With reference to RolandoMySQLDBA's answer on

MySQL: Index when joining to tables not being used (Performance optimizing question)

He mentioned

Make sure you build an index that involves the columns deleted, visible, and date_created as follows:

ALTER TABLE blogposts ADD INDEX deleted_visible_date_created (deleted,visible,date_created);

May I ask, what is the benefit of combining columns in index? And why have you not included date_published in the index, which was also part of WHERE clause?

Should we create indexes of all columns used in WHERE clause or not?

Best Answer

What has to be adhered to is the query you know you are going to make.
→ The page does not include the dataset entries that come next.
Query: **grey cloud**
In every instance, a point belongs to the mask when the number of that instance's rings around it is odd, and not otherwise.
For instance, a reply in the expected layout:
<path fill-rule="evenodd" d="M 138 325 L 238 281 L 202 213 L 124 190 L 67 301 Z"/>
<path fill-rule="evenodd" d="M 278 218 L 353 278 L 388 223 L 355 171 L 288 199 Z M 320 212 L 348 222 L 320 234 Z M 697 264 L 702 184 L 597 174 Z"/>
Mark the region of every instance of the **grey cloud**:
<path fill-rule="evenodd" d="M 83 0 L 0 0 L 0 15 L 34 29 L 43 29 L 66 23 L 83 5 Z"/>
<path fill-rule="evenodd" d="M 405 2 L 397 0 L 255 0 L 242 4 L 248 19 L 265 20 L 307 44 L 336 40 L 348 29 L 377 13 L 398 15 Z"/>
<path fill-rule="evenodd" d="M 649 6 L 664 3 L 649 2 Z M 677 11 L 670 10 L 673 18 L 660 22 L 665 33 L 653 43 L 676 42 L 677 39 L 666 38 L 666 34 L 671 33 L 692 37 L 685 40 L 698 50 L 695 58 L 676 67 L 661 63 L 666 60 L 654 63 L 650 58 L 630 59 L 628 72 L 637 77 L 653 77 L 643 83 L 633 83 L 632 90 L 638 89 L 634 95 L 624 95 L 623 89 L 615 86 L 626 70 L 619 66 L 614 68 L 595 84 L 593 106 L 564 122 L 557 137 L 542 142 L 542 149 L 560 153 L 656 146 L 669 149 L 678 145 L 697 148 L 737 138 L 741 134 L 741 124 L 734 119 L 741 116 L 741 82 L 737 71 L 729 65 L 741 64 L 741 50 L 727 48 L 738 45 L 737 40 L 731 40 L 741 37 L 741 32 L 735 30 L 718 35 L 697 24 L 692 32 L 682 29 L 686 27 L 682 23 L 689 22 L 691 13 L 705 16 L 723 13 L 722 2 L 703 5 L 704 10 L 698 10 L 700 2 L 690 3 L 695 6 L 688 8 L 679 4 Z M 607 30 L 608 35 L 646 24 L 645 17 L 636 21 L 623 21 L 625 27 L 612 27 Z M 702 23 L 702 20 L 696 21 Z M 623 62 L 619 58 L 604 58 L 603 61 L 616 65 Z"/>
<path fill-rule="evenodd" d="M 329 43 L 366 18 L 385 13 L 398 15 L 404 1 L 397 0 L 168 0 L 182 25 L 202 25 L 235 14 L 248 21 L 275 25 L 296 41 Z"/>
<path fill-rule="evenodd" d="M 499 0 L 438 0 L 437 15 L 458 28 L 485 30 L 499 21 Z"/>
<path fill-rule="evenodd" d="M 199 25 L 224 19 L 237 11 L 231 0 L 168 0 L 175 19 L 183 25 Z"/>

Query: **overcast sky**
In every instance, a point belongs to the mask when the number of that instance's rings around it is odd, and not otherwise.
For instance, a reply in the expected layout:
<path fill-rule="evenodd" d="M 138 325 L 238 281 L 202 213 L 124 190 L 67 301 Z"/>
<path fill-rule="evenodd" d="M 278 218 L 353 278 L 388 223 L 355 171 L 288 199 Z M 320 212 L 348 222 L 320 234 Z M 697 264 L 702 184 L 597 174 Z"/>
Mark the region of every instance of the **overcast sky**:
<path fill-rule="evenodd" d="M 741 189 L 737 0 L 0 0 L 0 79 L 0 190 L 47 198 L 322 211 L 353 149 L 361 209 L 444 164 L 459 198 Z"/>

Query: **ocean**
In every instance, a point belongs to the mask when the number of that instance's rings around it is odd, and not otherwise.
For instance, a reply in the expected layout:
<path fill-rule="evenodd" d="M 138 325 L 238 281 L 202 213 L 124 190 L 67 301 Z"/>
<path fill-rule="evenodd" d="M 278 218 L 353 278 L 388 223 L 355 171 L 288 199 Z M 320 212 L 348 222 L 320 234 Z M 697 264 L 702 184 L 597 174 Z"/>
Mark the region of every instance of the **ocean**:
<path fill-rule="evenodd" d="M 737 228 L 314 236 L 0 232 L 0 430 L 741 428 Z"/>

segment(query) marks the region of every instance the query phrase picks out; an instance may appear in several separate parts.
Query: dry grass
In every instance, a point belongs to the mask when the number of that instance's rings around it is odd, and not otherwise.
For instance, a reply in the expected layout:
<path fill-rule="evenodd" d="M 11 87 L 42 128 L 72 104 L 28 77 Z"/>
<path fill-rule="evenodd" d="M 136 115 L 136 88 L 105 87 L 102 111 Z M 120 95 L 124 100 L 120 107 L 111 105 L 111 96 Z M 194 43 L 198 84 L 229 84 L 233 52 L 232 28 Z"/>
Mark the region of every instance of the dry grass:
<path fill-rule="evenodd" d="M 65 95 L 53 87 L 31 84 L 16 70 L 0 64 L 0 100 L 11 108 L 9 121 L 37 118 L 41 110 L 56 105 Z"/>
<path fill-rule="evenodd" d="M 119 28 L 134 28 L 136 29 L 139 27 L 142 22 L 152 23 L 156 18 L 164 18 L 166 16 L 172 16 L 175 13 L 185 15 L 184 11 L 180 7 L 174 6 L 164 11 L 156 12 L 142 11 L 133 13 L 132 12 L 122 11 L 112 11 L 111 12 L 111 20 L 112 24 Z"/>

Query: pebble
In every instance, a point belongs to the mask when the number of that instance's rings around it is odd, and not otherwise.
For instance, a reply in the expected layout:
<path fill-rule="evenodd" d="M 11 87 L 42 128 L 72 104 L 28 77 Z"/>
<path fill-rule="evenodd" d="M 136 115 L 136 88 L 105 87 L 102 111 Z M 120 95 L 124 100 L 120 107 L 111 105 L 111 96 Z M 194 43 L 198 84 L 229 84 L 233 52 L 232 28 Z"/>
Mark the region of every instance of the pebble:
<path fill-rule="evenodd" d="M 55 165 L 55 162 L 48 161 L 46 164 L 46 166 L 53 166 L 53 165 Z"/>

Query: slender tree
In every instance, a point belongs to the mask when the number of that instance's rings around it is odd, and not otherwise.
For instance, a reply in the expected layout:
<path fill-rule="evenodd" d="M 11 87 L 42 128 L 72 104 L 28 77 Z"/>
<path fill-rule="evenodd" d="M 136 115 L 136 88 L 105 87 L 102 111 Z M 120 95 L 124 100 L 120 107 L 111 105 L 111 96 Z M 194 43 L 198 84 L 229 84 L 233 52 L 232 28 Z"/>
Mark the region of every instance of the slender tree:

Let go back to the original question's query

SELECT /* [things omitted] */ articles.blogpost_id, articles.id AS articleid
FROM blogposts
JOIN articles ON articles.blogpost_id = blogposts.id
WHERE blogposts.deleted = 0
AND blogposts.title LIKE '%{de}%'
AND blogposts.visible = 1
AND blogposts.date_published <= NOW()
ORDER BY blogposts.date_created DESC
LIMIT 0 , 50

Look carefully at the WHERE clause. I see two static values

  • blogposts.deleted = 0
  • blogposts.visible = 1

These cannot be indexes by themselves because of their implied cardinality. Think about it:

  • deleted is either 0 or 1 (That's a Cardinality of 2)
  • visible is either 0 or 1 (That's a Cardinality of 2)

All Query Optimizers (MySQL, Oracle, PostgreSQL, MSSQL, etc) would take one look at those indexes and decide not to use the index.

Look at the ORDER BY clause : ORDER BY blogposts.date_created DESC. This shows a predictable ordering schema. This may help bypass the need for sorting.

Combining these three columns into a single index gives the Query Optimizer some relief by gathering data with delete=0,visible=1,date_created already merged.

Although MySQL is perfectly capable of doing Index Merging, you should never expect the Query Optimizer to do index merging on indexes with very low cardinalities. Even if it did, just expect poor performance. Query Optimizers will choose full table scans, full index scans, and range scans over lopsided index merges any day. Creating covering indexes can bypass having to do index merges, but it can become a burden or a big waste of time and diskspace if the cardinality of the multiple-column index is still too low. Thus, the Query Optimizer would still choose not use it. Therefore, you must know your key distribution well in order to formulate multiple column indexes that you will write queries to use properly.

Here are some nice Links on Covering Indexes and When to Make Them

As far the date_published column goes, it would be alright to add it to the index. It would bring that much more relief to the Query Optimizer. It will perform an index scan to test for <=NOW() but that OK. That's will covering indexes are for.